Леди Пенелопа и Кутберт стояли рядом с гробом, солнце светило им в спину. Чуть подальше – преподобный отец Браун. Легким кивком он поприветствовал меня, когда увидел. Снова мне подумалось о широте его паствы – от влиятельных лордов и леди до деревенских пьяниц. Тут же поблизости стоял Освальд. Он пристально изучал лица взрослых и детей, подходивших к гробу, чтобы перекреститься или поклониться. На счету его была одна небольшая победа: изгнание Пэрэдайзов. Сразу после стычки с Питером в амбаре братья собрали свой скарб и поколесили прочь из поместья, хотя, как я слышал, далеко они не уехали и остановились где-то в окрестностях. Конечно, дворецкий был прав: у обитателей поместья имелись гораздо более важные дела, чем кривлянье набожных шутов.

Подошла моя очередь, я посмотрел на вдову и ее сына. Лицо леди Пенелопы укрывала вуаль, а обычно спокойные черты Кутберта теперь напоминали скорее непроницаемую маску. Взгляд мой он встретил с абсолютным равнодушием. Браун поджал свои пухлые губы. Я перекрестился над обтянутым бархатом гробом и направился к выходу. Лоренс Сэвидж на эту церемонию не пришел.
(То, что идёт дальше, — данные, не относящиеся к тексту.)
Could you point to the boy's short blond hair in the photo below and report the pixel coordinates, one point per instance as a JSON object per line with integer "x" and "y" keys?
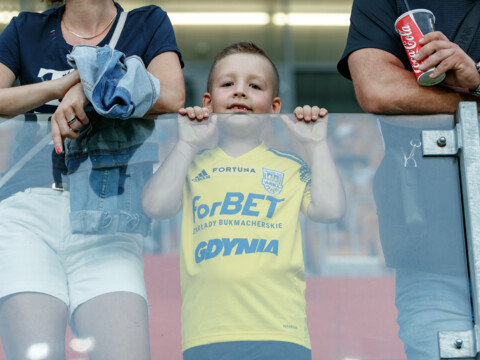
{"x": 244, "y": 48}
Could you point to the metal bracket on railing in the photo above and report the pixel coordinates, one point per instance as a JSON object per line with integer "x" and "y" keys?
{"x": 464, "y": 142}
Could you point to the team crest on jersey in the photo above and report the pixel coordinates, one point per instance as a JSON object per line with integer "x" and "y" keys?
{"x": 272, "y": 181}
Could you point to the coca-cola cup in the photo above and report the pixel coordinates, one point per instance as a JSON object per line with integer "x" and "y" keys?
{"x": 412, "y": 26}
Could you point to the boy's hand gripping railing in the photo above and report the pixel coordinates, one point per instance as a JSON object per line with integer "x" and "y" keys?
{"x": 464, "y": 142}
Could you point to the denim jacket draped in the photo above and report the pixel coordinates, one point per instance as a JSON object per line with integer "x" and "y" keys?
{"x": 112, "y": 158}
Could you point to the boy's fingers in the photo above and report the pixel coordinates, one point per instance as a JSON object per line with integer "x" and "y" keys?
{"x": 199, "y": 113}
{"x": 57, "y": 137}
{"x": 298, "y": 112}
{"x": 307, "y": 113}
{"x": 315, "y": 113}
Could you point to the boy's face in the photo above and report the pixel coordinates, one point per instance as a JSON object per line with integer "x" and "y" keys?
{"x": 242, "y": 83}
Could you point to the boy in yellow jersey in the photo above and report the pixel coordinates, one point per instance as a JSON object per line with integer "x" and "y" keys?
{"x": 242, "y": 269}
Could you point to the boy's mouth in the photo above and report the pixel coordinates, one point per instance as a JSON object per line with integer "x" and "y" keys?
{"x": 240, "y": 108}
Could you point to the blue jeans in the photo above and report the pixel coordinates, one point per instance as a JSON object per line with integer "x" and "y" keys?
{"x": 107, "y": 200}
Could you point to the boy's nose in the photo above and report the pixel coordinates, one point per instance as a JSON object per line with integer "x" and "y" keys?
{"x": 239, "y": 93}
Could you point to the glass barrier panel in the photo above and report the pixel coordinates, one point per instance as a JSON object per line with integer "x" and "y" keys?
{"x": 338, "y": 236}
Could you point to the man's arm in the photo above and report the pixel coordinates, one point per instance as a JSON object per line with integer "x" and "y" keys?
{"x": 382, "y": 85}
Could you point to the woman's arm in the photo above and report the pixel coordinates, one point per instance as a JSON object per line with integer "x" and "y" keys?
{"x": 20, "y": 99}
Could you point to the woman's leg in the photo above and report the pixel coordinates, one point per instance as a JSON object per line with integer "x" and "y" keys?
{"x": 32, "y": 326}
{"x": 117, "y": 324}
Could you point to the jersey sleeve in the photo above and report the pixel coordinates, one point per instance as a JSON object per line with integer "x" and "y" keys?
{"x": 372, "y": 25}
{"x": 305, "y": 177}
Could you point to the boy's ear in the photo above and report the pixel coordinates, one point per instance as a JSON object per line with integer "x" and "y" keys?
{"x": 207, "y": 101}
{"x": 276, "y": 105}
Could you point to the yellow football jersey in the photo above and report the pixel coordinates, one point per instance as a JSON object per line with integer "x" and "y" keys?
{"x": 242, "y": 268}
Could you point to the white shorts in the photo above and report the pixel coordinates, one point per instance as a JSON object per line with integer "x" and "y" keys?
{"x": 38, "y": 253}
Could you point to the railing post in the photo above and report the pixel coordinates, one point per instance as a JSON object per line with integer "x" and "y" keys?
{"x": 464, "y": 142}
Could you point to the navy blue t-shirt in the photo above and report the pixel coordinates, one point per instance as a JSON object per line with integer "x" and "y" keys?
{"x": 372, "y": 25}
{"x": 32, "y": 46}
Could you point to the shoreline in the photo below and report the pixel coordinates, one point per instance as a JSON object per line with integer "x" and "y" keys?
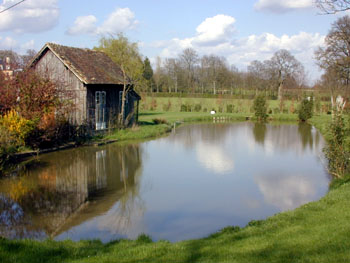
{"x": 293, "y": 235}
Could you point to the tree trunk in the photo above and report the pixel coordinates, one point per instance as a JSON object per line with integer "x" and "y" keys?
{"x": 280, "y": 87}
{"x": 122, "y": 110}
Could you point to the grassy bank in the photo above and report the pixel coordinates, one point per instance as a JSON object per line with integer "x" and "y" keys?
{"x": 144, "y": 130}
{"x": 315, "y": 232}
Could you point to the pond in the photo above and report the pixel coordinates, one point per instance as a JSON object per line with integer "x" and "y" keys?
{"x": 199, "y": 179}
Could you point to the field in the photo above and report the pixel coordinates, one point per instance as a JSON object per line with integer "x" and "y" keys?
{"x": 316, "y": 232}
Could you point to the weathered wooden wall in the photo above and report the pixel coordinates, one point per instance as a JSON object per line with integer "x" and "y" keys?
{"x": 50, "y": 66}
{"x": 112, "y": 101}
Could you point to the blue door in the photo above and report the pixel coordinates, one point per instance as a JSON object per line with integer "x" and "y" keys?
{"x": 100, "y": 110}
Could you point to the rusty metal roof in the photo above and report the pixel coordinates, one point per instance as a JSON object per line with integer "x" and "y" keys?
{"x": 90, "y": 66}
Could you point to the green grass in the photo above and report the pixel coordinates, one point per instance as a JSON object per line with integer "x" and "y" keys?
{"x": 143, "y": 131}
{"x": 316, "y": 232}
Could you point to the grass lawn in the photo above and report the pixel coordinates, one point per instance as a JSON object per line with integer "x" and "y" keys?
{"x": 316, "y": 232}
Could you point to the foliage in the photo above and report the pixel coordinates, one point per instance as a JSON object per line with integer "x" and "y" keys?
{"x": 18, "y": 127}
{"x": 125, "y": 54}
{"x": 8, "y": 146}
{"x": 306, "y": 109}
{"x": 230, "y": 108}
{"x": 260, "y": 107}
{"x": 160, "y": 121}
{"x": 147, "y": 69}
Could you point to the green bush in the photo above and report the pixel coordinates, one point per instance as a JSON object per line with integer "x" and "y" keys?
{"x": 197, "y": 108}
{"x": 260, "y": 107}
{"x": 8, "y": 146}
{"x": 183, "y": 108}
{"x": 306, "y": 109}
{"x": 229, "y": 108}
{"x": 159, "y": 121}
{"x": 336, "y": 151}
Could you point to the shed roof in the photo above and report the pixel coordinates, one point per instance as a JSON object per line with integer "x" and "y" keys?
{"x": 90, "y": 66}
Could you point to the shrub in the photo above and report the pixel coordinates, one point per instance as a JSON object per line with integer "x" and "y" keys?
{"x": 306, "y": 109}
{"x": 167, "y": 106}
{"x": 144, "y": 239}
{"x": 153, "y": 104}
{"x": 159, "y": 121}
{"x": 336, "y": 152}
{"x": 229, "y": 108}
{"x": 197, "y": 107}
{"x": 8, "y": 146}
{"x": 276, "y": 111}
{"x": 19, "y": 128}
{"x": 260, "y": 107}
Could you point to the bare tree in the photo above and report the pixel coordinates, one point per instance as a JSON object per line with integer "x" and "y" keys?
{"x": 189, "y": 59}
{"x": 286, "y": 66}
{"x": 332, "y": 6}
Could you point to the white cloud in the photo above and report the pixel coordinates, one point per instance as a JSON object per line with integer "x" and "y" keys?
{"x": 8, "y": 43}
{"x": 120, "y": 20}
{"x": 216, "y": 36}
{"x": 215, "y": 30}
{"x": 278, "y": 6}
{"x": 29, "y": 16}
{"x": 83, "y": 25}
{"x": 28, "y": 45}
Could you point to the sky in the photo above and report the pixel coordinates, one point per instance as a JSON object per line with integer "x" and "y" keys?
{"x": 239, "y": 30}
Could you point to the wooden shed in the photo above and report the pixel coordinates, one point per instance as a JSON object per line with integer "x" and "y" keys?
{"x": 95, "y": 81}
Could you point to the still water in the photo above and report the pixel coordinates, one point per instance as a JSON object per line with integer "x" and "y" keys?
{"x": 194, "y": 182}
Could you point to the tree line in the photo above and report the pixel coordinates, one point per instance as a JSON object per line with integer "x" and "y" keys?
{"x": 190, "y": 73}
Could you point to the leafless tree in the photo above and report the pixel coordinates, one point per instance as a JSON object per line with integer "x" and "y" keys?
{"x": 335, "y": 57}
{"x": 189, "y": 59}
{"x": 286, "y": 66}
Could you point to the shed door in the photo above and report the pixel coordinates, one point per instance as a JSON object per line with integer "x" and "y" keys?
{"x": 100, "y": 110}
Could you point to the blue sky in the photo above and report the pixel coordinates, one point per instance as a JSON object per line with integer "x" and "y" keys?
{"x": 240, "y": 30}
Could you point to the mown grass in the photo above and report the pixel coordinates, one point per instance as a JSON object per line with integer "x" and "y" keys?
{"x": 144, "y": 130}
{"x": 316, "y": 232}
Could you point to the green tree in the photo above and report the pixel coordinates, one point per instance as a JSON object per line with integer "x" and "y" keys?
{"x": 306, "y": 109}
{"x": 147, "y": 72}
{"x": 125, "y": 54}
{"x": 260, "y": 107}
{"x": 147, "y": 69}
{"x": 334, "y": 58}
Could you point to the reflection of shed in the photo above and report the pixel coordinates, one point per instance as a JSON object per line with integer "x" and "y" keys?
{"x": 95, "y": 81}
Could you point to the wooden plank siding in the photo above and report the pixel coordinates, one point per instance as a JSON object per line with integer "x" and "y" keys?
{"x": 83, "y": 72}
{"x": 52, "y": 67}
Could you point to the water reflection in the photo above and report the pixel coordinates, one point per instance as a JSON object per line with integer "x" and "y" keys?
{"x": 44, "y": 201}
{"x": 223, "y": 174}
{"x": 286, "y": 191}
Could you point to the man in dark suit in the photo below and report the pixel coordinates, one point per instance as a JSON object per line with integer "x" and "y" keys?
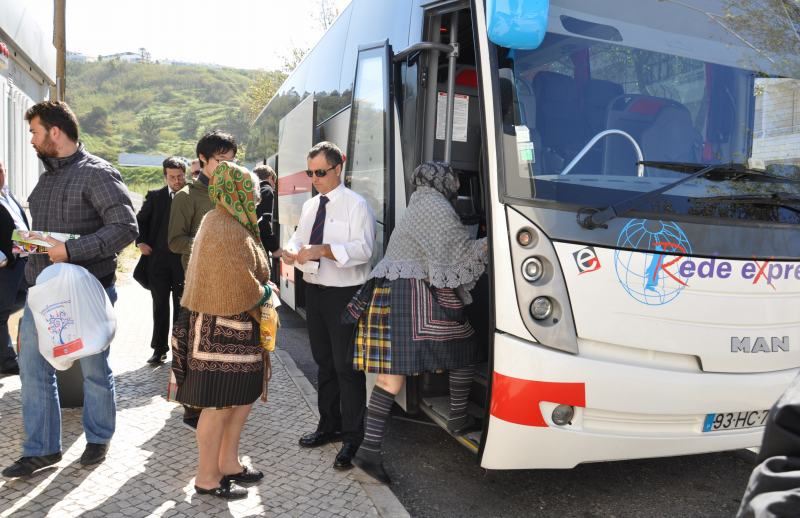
{"x": 13, "y": 287}
{"x": 164, "y": 269}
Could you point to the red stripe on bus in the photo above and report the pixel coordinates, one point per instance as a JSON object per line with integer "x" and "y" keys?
{"x": 295, "y": 183}
{"x": 517, "y": 400}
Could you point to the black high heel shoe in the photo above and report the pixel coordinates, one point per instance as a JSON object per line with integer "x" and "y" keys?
{"x": 227, "y": 490}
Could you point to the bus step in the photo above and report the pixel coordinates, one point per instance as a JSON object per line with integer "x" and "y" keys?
{"x": 438, "y": 408}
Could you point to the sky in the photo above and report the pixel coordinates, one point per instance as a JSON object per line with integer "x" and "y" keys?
{"x": 252, "y": 34}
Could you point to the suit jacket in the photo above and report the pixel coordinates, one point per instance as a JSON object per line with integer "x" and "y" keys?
{"x": 7, "y": 227}
{"x": 153, "y": 219}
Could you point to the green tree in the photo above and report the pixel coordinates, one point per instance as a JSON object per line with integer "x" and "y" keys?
{"x": 189, "y": 125}
{"x": 96, "y": 122}
{"x": 150, "y": 131}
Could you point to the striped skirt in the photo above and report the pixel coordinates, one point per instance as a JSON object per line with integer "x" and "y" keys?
{"x": 407, "y": 327}
{"x": 217, "y": 361}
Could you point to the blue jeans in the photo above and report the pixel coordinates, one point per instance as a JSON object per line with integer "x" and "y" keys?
{"x": 41, "y": 412}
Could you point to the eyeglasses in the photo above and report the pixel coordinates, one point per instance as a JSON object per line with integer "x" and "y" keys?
{"x": 320, "y": 172}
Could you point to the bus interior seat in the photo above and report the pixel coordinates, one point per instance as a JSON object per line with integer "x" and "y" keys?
{"x": 558, "y": 119}
{"x": 662, "y": 127}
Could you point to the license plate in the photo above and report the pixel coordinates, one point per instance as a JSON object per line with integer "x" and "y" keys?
{"x": 735, "y": 420}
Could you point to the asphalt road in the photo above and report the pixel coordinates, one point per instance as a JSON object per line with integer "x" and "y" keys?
{"x": 433, "y": 476}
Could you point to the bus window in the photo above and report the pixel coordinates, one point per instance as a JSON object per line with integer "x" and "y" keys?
{"x": 367, "y": 165}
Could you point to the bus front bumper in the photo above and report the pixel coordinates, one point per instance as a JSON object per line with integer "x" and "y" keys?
{"x": 622, "y": 411}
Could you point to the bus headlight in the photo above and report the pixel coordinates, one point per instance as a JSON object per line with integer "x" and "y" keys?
{"x": 532, "y": 269}
{"x": 541, "y": 308}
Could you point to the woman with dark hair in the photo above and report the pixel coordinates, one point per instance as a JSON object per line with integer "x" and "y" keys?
{"x": 410, "y": 313}
{"x": 218, "y": 362}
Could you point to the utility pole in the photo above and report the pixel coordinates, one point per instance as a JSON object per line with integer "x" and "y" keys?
{"x": 58, "y": 92}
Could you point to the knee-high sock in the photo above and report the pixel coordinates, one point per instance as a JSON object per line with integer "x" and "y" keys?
{"x": 380, "y": 405}
{"x": 460, "y": 383}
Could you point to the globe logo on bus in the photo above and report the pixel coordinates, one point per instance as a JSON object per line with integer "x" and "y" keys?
{"x": 651, "y": 278}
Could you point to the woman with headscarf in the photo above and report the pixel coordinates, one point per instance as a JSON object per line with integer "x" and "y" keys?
{"x": 218, "y": 362}
{"x": 410, "y": 313}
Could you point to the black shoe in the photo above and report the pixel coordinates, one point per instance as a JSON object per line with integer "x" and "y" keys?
{"x": 93, "y": 453}
{"x": 10, "y": 370}
{"x": 227, "y": 490}
{"x": 314, "y": 439}
{"x": 344, "y": 459}
{"x": 372, "y": 466}
{"x": 248, "y": 475}
{"x": 158, "y": 357}
{"x": 27, "y": 465}
{"x": 462, "y": 425}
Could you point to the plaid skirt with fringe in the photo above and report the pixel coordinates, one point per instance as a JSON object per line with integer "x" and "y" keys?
{"x": 407, "y": 327}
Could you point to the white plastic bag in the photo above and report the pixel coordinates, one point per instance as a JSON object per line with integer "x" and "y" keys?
{"x": 73, "y": 315}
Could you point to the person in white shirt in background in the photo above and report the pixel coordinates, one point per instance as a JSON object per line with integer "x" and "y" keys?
{"x": 337, "y": 229}
{"x": 13, "y": 287}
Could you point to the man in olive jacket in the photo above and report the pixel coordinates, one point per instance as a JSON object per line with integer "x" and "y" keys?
{"x": 192, "y": 202}
{"x": 189, "y": 206}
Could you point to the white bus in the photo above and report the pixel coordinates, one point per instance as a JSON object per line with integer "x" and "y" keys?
{"x": 632, "y": 164}
{"x": 27, "y": 71}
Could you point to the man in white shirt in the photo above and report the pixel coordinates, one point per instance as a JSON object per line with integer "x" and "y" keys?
{"x": 13, "y": 287}
{"x": 337, "y": 230}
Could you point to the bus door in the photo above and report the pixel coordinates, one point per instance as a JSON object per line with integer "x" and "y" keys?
{"x": 447, "y": 126}
{"x": 295, "y": 138}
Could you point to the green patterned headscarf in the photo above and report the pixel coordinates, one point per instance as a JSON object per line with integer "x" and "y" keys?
{"x": 232, "y": 187}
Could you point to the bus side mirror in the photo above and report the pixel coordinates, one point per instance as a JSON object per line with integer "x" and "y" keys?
{"x": 519, "y": 24}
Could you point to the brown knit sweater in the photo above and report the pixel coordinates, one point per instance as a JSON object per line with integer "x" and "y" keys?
{"x": 227, "y": 269}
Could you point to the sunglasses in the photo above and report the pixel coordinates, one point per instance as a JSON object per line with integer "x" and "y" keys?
{"x": 320, "y": 172}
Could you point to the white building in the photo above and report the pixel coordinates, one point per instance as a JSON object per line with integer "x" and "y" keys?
{"x": 26, "y": 74}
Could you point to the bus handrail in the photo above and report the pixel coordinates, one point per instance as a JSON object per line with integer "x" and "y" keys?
{"x": 588, "y": 146}
{"x": 425, "y": 45}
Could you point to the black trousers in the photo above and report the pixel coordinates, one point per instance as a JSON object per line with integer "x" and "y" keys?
{"x": 342, "y": 390}
{"x": 166, "y": 277}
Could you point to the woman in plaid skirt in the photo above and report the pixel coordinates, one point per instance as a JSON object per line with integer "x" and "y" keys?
{"x": 410, "y": 313}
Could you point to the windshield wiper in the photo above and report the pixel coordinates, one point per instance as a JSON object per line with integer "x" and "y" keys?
{"x": 788, "y": 202}
{"x": 728, "y": 171}
{"x": 591, "y": 218}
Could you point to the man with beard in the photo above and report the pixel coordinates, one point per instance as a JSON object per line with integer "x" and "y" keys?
{"x": 82, "y": 194}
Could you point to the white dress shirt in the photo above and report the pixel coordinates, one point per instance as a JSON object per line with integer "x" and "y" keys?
{"x": 350, "y": 232}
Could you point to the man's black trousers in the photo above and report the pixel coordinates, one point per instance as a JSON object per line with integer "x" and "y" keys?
{"x": 342, "y": 390}
{"x": 166, "y": 277}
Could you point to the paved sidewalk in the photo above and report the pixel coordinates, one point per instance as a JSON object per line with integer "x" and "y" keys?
{"x": 150, "y": 467}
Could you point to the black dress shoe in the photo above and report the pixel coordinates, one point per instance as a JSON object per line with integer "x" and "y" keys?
{"x": 27, "y": 465}
{"x": 157, "y": 358}
{"x": 93, "y": 453}
{"x": 372, "y": 466}
{"x": 227, "y": 490}
{"x": 344, "y": 459}
{"x": 314, "y": 439}
{"x": 247, "y": 476}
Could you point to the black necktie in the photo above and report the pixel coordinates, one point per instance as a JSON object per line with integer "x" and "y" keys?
{"x": 319, "y": 223}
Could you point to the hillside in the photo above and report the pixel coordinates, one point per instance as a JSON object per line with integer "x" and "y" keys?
{"x": 156, "y": 108}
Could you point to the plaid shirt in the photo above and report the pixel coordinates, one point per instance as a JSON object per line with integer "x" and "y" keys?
{"x": 83, "y": 194}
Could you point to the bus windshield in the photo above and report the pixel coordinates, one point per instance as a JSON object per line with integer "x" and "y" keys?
{"x": 693, "y": 82}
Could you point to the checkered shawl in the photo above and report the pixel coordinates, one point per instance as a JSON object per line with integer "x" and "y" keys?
{"x": 431, "y": 243}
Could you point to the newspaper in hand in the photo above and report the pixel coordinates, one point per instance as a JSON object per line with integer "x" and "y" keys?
{"x": 34, "y": 241}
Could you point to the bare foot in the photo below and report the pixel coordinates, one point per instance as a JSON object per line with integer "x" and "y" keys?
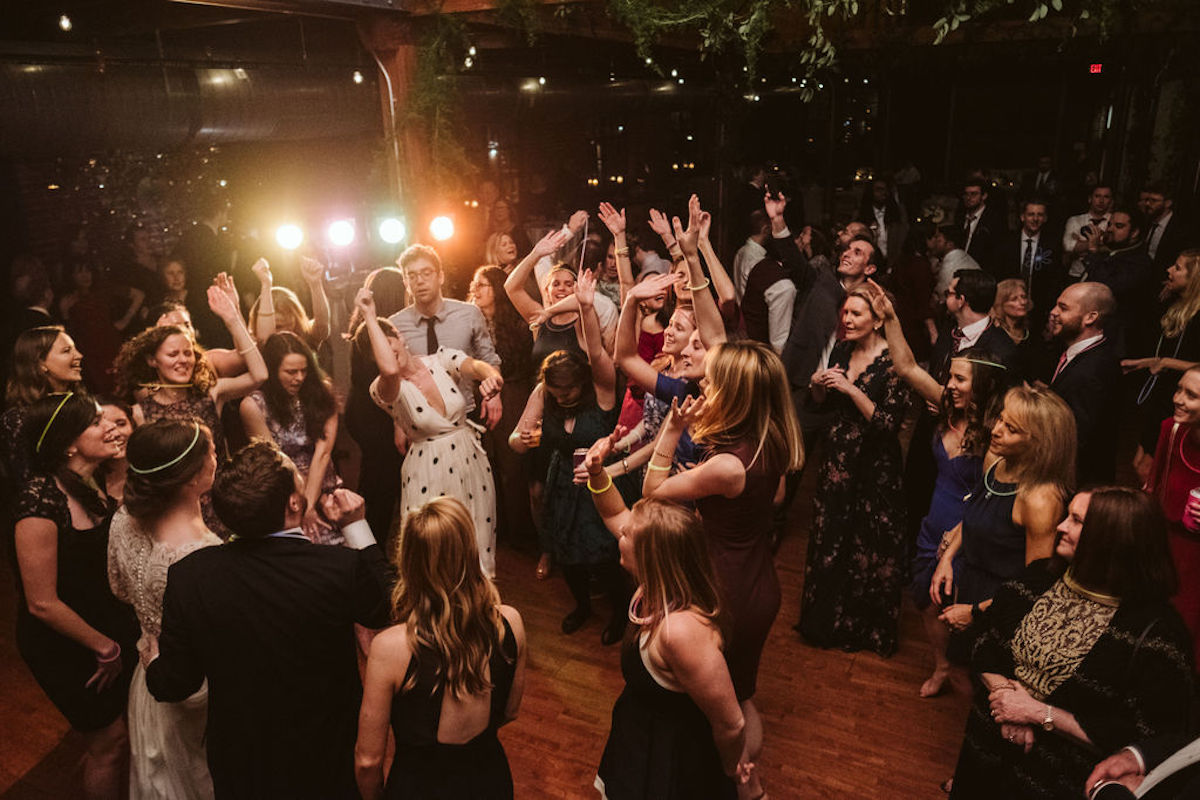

Очевидно, его давнюю ненависть не могла унять даже смерть Элкомба. Или же он не был уверен, что сможет со всей серьезностью подойти к делу, оказавшись у гроба своего врага, и не удержится от довольной улыбки, радуясь участи человека, убившего его младшего брата.

Едва выйдя из покоев Элкомбов, я столкнулся с Адамом Филдингом и его дочерью, ожидавшими своей очереди. Кэйт была прекрасна. Траур удивительно шел ей. Мы не общались с ней с того дня, как увидели что-то странное на озере.

– Николас, – поприветствовал меня судья.

– Ваша честь.

– Какой печальный долг мы все здесь выполняем. И что нам еще предстоит.

И это были не просто слова. Судья выглядел глубоко потрясенным навалившимся на Инстед-хаус горем.

– Да, – все, что я смог сказать.

– Вы скоро уезжаете?

– Да, как только пройдут похороны. Нам больше здесь делать нечего. Слуги лорд-камергера исполнили свой долг. Мы выедем рано утром.

– Значит, завтра вы будете в Солсбери? – спросила Кэйт.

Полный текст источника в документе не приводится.